By default, uploaded files are temporarily stored in the PrivateTempStorage directory, which is not accessible. Later on, their location depends entirely on the loading logic. As for multimedia files, they are often moved to the PublicTempStorage directory, where they are publicly accessible. If they are stored through programming in other locations, it is extremely important that the destination directory is separate and restricted.

Ideally, access to static content should be achieved through programming by considering the following:

  • The server file system is not accessible via HTTP.
  • The access URL does not contain a visible path.

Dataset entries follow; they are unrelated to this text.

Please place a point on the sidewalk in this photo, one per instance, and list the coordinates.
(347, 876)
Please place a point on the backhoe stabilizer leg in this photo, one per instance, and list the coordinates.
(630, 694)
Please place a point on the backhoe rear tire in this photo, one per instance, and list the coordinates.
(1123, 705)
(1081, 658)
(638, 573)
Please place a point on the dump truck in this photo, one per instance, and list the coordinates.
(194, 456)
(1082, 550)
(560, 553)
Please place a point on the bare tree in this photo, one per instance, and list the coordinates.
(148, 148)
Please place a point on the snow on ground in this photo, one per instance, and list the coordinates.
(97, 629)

Instead, use a complex identifier such as a UUID (Universal Unique Identifier) associated with the file, which allows obtaining the actual path through programming for processing.
  • With programmatic control, it is possible to find out if the user is anonymous or registered in the system, to obtain his permissions and confirm that he is authorized to access.
  • Use GeneXus’ HTTPResponse object to return the static file, having the file location loaded into a variable:
&HttpResponse.AddFile(&FileName)
  • Specify the type of content by adding the Content-Type header with its corresponding MIME Type value. For example, if it is a PDF document:
&HttpResponse.AddHeader(“Content-Type”, “application/pdf”)
  • In the case that the file has to be downloaded, you have to include the following header indicating the filename (it doesn’t have to match the name on the source server):
&HttpResponse.AddHeader(“Content-Disposition”, “attachment;filename=” + &FileName)
  • Likewise, it is possible to add headers such as X-Frame-Options or X-Content-Type-Options if they are not automatically added by the server (see “Configuring HTTP headers”).

For more details, read:

Integrated security levels

When you activate GAM in the Knowledge Base, the default integrated security level is Authentication. This covers access control for all objects so that they cannot be accessed without prior authentication. However, with this level of integrated security, it is not possible to control access on a per role basis; i.e. access is not restricted to users with different roles.

For permission-based access control after authentication, the security level integrated into the object must be changed to Authorization. As a result, access to all roles is denied by default (except for the administrator role) and permissions must be explicitly set for each role, which in turn is assigned to the corresponding users.

The proposal to improve application security consists of configuring the integrated security level to Authorization at the Knowledge Base level. This causes all objects to have this level, as long as the property has not been modified in any particular object (in which case the modified value is maintained). The improvement here is that the solution is less likely to leave objects unprotected or uncontrolled access based on user permissions, with the cost of setting a permission policy for application roles for each object. To keep the cost down, it is important to take this measure as early in the development as possible. Another benefit is that at the end of this task you will have full knowledge of which objects only require user authentication or must be publicly accessible.

For more details, read: Integrated Security Level property.